You are viewing a plain text version of this content. The canonical link for it is here.

Posted to issues@hbase.apache.org by "Todd Lipcon (Created) (JIRA)" <ji...@apache.org> on 2011/11/01 18:43:32 UTC

[jira] [Created] (HBASE-4717) More efficient age-off of old data during major compaction

More efficient age-off of old data during major compaction
----------------------------------------------------------

                 Key: HBASE-4717
                 URL: https://issues.apache.org/jira/browse/HBASE-4717
             Project: HBase
          Issue Type: Improvement
          Components: regionserver
    Affects Versions: 0.94.0
            Reporter: Todd Lipcon


Many applications need to implement efficient age-off of old data. We currently only perform age-off during major compaction by scanning through all of the KVs. Instead, we could implement the following:
- Set hbase.hstore.compaction.max.size reasonably small. Thus, older store files contain only smaller finite ranges of time.
- Periodically run an "age-off compaction". This compaction would scan the current list of storefiles. Any store file that falls entirely out of the TTL time range would be dropped. Store files completely within the time range would be un-altered. Those crossing the time-range boundary could either be left alone or compacted using the existing compaction code.

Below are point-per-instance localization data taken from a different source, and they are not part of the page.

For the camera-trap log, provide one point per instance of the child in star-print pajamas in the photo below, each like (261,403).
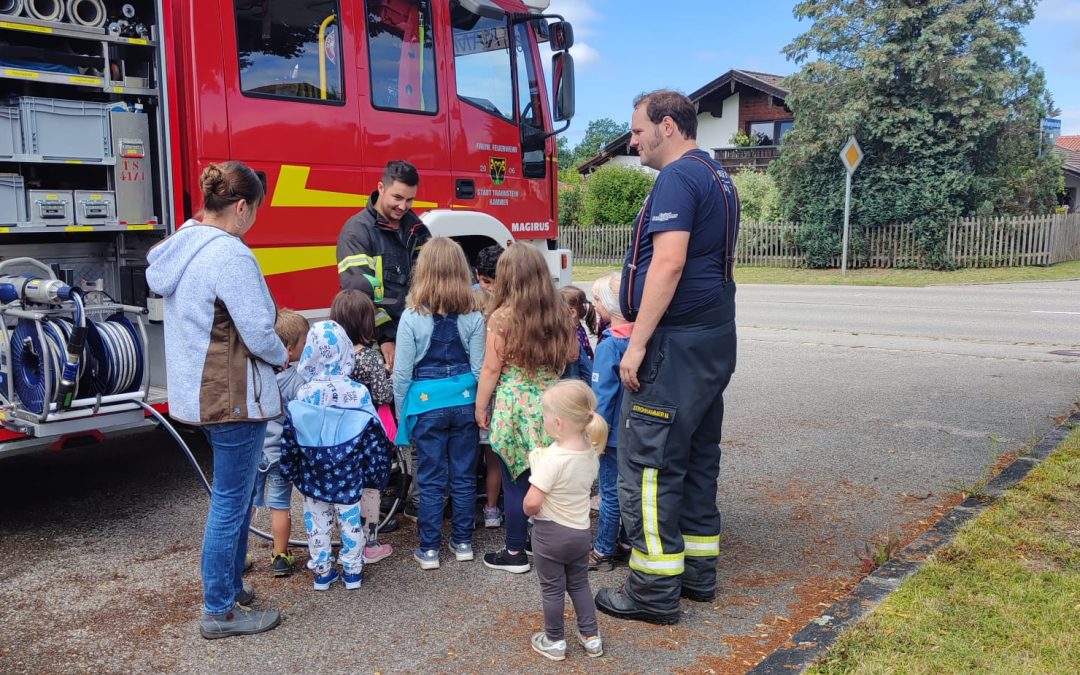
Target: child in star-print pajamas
(334,444)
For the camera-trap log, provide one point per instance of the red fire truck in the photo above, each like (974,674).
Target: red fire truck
(109,110)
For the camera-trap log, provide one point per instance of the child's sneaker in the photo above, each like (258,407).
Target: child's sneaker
(282,564)
(493,517)
(352,581)
(462,552)
(555,651)
(516,564)
(323,581)
(374,553)
(428,559)
(594,647)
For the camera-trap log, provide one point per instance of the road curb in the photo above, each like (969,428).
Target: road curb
(820,633)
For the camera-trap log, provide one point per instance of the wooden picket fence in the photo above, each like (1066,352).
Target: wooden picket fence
(997,242)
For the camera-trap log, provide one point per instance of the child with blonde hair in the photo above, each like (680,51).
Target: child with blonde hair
(562,478)
(529,342)
(272,490)
(440,352)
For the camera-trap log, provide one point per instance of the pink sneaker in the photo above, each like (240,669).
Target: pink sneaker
(374,553)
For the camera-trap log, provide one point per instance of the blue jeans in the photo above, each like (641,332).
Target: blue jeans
(238,447)
(513,508)
(446,442)
(608,525)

I don't have a design in mind for how exactly this would be implemented, but hope to generate some discussion.

--
This message is automatically generated by JIRA.
If you think it was sent incorrectly, please contact your JIRA administrators: https://issues.apache.org/jira/secure/ContactAdministrators!default.jspa
For more information on JIRA, see: http://www.atlassian.com/software/jira

[jira] [Commented] (HBASE-4717) More efficient age-off of old data during major compaction

Posted by "Jonathan Gray (Commented) (JIRA)" <ji...@apache.org>.

    [ https://issues.apache.org/jira/browse/HBASE-4717?page=com.atlassian.jira.plugin.system.issuetabpanels:comment-tabpanel&focusedCommentId=13141445#comment-13141445 ] 

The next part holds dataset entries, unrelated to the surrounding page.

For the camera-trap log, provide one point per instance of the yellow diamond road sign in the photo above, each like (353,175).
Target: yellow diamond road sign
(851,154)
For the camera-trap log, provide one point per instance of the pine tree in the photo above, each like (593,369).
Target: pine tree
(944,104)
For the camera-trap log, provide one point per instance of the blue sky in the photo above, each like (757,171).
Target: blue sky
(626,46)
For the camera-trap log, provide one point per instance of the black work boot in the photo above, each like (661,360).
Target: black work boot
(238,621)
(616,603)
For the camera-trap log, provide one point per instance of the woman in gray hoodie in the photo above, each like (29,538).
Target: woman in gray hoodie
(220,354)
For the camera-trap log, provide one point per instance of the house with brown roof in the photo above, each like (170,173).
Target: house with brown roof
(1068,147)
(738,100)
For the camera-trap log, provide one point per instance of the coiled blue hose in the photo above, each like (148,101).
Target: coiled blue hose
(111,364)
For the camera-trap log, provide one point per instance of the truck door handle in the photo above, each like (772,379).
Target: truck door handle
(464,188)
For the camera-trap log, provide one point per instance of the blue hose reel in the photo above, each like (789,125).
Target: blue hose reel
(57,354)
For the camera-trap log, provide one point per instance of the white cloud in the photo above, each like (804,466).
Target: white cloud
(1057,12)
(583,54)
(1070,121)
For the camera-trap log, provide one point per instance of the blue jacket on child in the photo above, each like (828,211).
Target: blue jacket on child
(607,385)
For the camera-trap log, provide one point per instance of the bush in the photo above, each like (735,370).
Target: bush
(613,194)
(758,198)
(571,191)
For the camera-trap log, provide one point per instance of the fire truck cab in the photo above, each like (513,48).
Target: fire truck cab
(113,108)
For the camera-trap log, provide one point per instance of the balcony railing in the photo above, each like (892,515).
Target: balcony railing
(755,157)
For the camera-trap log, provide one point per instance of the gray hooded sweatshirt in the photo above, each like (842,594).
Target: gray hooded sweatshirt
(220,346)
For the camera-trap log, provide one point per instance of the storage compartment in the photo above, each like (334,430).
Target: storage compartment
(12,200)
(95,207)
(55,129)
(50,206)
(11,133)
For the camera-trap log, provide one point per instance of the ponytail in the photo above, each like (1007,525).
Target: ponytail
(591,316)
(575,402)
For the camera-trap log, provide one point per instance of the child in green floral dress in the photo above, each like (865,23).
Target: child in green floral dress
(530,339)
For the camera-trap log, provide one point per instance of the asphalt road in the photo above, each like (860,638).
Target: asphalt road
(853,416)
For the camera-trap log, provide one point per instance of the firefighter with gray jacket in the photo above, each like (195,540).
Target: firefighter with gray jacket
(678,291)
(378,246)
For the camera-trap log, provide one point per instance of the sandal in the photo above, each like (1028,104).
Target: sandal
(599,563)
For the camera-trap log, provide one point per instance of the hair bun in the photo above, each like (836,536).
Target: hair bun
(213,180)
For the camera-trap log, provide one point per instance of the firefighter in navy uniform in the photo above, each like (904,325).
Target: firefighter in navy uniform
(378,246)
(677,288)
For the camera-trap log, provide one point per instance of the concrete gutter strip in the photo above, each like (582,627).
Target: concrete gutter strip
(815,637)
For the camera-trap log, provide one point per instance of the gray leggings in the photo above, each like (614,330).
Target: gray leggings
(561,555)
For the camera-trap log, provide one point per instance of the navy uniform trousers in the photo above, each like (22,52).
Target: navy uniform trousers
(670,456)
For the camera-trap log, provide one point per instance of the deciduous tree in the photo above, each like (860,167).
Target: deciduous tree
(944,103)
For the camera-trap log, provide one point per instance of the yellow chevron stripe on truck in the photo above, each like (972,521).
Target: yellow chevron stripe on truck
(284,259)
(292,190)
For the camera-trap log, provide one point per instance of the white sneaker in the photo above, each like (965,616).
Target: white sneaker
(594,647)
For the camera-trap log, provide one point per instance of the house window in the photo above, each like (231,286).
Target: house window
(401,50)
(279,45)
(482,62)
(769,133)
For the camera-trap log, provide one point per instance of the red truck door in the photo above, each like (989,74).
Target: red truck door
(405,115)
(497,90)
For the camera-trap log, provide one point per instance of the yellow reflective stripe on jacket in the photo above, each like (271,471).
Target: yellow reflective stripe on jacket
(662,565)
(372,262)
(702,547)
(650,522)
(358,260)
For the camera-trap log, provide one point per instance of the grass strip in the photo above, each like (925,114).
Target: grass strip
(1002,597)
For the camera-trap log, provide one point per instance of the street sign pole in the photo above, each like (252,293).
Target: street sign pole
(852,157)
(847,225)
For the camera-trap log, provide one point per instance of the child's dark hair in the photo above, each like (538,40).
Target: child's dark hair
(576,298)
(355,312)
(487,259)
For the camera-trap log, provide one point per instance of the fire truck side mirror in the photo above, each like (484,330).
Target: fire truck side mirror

Jonathan Gray commented on HBASE-4717:
--------------------------------------

+1 on this general direction.

We've long talked of special compaction heuristics that would bucketize by time in some way (and you could really take advantage of the TimeRangeTracker file selection stuff for read perf).  We did as you describe and set a small max.size, so once a file reached a certain size, it would never be compacted again.  This allowed us to "age out" the data by keeping old stuff separate from new stuff in files.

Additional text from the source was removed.